A confederation of e-mail dunces

A confederation of e-mail dunces
: My outgoing email is working again and it’s frightening what made it break.

If I have all this right…

Njabl.org, a self-appointed spam blacklister, blocked my Cablevision IP not because it’s associated with spam but just because the address is assigned dynamically (like most addresses on the Internet). Hosting Matters, my host, in turn uses the njabl blacklist. So Hosting Matters blocked me from sending email through its server.

It was fixed when Hosting Matters whitelisted me. (Though I now wonder–will other receiving email servers now block me? What happens when I get a new DHCP IP through Cablevision?)

What’s wrong with this picture?

First, njabl sets its own laws and like a Wild West posse rides off to lynch good citizens without a trial. The cause is good. The intention is good. The action is deadly.

Second, Cablevision has to now contact this blacklist group to deal with it and get off the list.

Third, Hosting Matters joins the njabl posse by using its blacklist, although it is created with dubious logic.

And the bottom line is that a user, a customer, a citizen, an innocent is blocked from doing what he needs to do. I’m in the Internet business, so I tracked down the cause and got somebody to fix it (with some great help from Charlie Martin). But I can’t imagine my mother or your grandmother doing this.

They’re killing email with the best of intentions.

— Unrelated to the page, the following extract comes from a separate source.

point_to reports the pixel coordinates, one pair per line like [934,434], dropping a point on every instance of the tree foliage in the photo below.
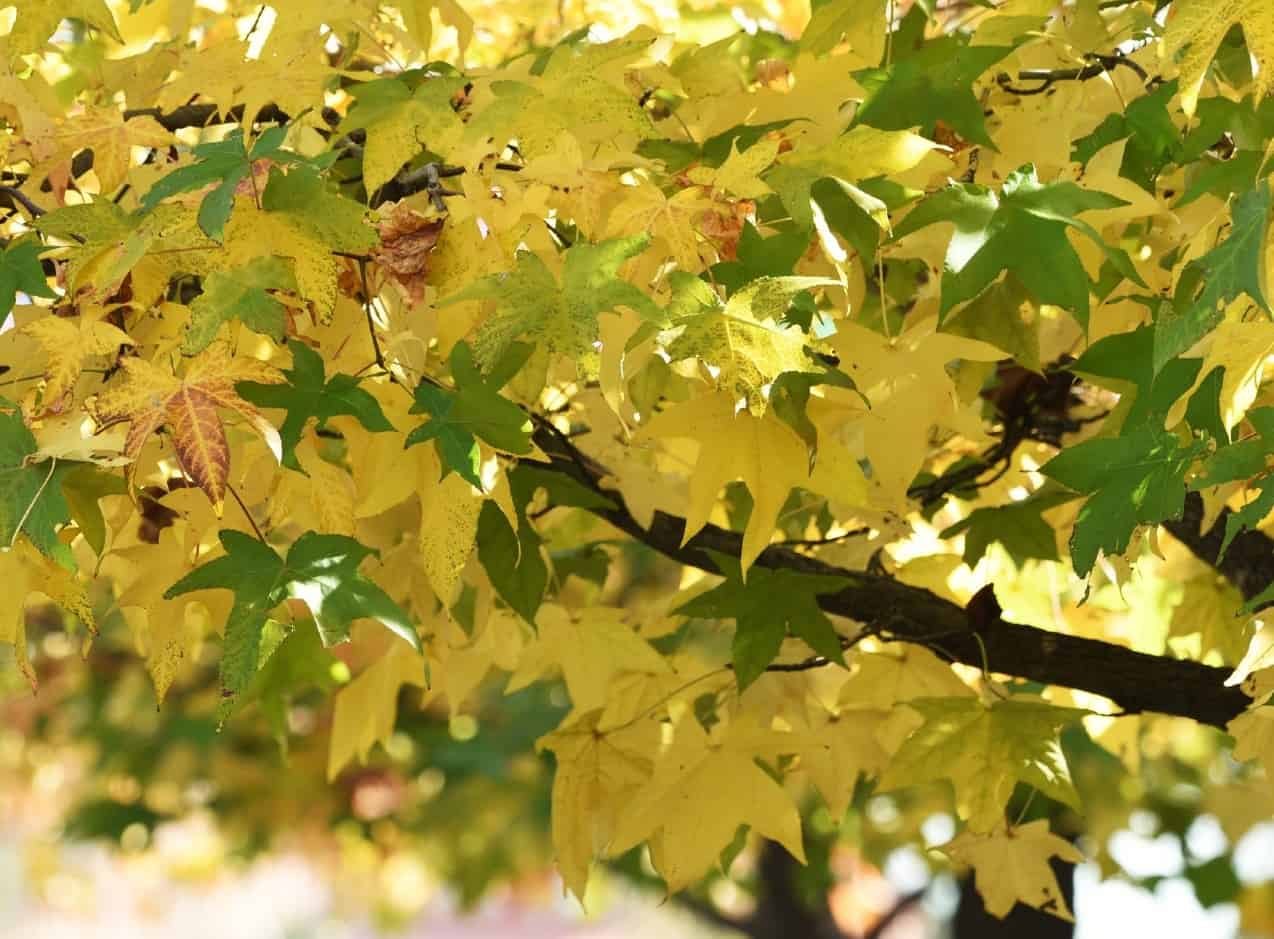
[866,403]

Of course, the real evildoers are the spammers. They’re the ones killing email.

But the vigilantes are doing harm themselves.

And they feel the need to step in because government has not.

Email is in a crisis. Email is broken. Email is anarchy. Email has to be fixed and it’s the government’s job to step in and slam the spam. (Or if you don’t watch out, watch out, the U.N. will start talking about taking over.)

This is utterly unacceptable.

: And, by the way, isn’t it amazing about this ‘sphere that at midnight, a nice guy like Charlie would leave me comments and email me and volunteer his phone number just so he could help a friend in need. That’s what’s great about this medium. Evildoers and posses aren’t so great.

: UPDATE: Reader Dann has a very good comment explaining much of this. I don’t pretend to know how it all works. Anne also questions my point on government.

It’s a chicken-rotten-egg thing: If there were tough laws to regulate spam, then we’d be going after the source of the problem, the people who are vandalizing and stealing our services. But instead, a lot of good people just trying to do their jobs — Hosting Matters, Cablevision, nbabl, me — are stuck trying to clean up this mess. That’s not right.